[択一的競合]
XYが(意思の連絡なく)Aを殺そうと同じウイスキーに致死量の毒を入れ、Aが死亡した場合。

(×) Xの行為 → Aは死亡 ━━┓
   +              ┣━━┓
(×) Yの行為 → Aは死亡 ━━┛  ┃
                     ↓
                  条件関係がない ← 条件関係の公式
                     ↓
         ┏━━━━━━━━  不合理
         ┃         ∵XYが致死量の半分の毒しか入れて
         ┃         いない場合、二人とも条件関係が認め
         ┃         られ、殺人既遂となる。
         ↓       
       修正することが妥当
         ↓
       いくつ可能行為のうち、すべての場
       合を除けば結果が発生しない場合、
       すべての条件につき条件関係を認める
       ∵ 条件関係=結果からどの行為までさかのぼれるかを図るための道具
                 ↓
              現実的に生じた結果をXY双方に帰責すべき

 XYは独立してAを殺害しうる行為を行って、Aの死亡という結果を発生させています。

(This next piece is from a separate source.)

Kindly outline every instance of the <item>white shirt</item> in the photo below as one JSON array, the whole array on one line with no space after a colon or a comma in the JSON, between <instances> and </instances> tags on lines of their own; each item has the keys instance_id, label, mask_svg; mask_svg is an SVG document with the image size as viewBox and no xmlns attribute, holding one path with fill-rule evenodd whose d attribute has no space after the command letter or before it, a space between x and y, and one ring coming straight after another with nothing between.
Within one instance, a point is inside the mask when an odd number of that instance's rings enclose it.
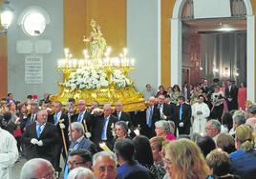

このような場合に、XYを殺人未遂とするのは国民の一般常識に沿うものとはいえないでしょう。また、例えば、XYの双方が致死量に満たない程度の毒物を入れた場合には重畳的因果関係として条件関係が認められて殺人罪の既遂が成立することと比べても均衡に失します。
 そもそも、条件関係という概念は発生した結果を誰の行為に帰属させるのが妥当かどうかということを判断するものです。その趣旨からすると、択一的競合の場合においては、条件関係を形式的に適用するのではなくて、複数の行為を一括して取り除いたならば結果が発生しないという関係が認められる場合には,全体としてみれば,いずれの行為にも結果との条件関係が認められるというように条件関係を修正すべきだといえます。